Huertas, que conta com a chegada de um milhão de euros (3,77 milhões de reais) de fundos europeus Dusi [desenvolvimento urbano sustentável e integrado] para a construção de três parques com jatos de água como os do Madrid Río, na capital espanhola, explica que “em Andújar o calor é vivido com normalidade”. “Estamos acostumados, as pessoas usam o senso comum e mudam radicalmente de costumes. A vida do povoado muda, o comércio abre mais tarde. Ninguém sai das 15h às 19h. Curtimos muito as varandas e os terraços até altas horas porque não podemos dormir”, explica, lembrando que seu grande desafio é “fazer com que a cidade tenha vida no verão”.

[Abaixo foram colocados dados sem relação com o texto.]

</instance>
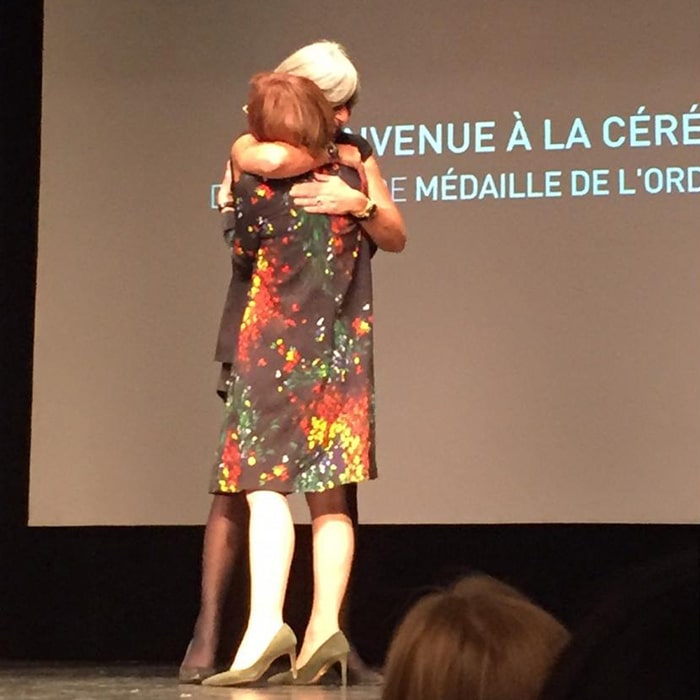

“Agora temos o show do Luis Fonsi em 1.o de julho. Organizamos eventos de flamenco nos bairros. E, para a feira de setembro, completaremos a instalação de toldos e de aspersores no local das barracas”, anuncia o prefeito, preocupado com o fantasma da seca. O povoado enfrentava duras restrições de água no verão, até que foi instalado o sistema de abastecimento do rio Rumblar no início dos anos noventa. “Espero que não cheguemos a esse ponto”, admite. “Por favor, deixemos de falar de calor o dia todo, pois sinto mais calor”, pede Ernesto Rivillas, um dos convidados da comunhão. É meia-noite. Faz 32 graus.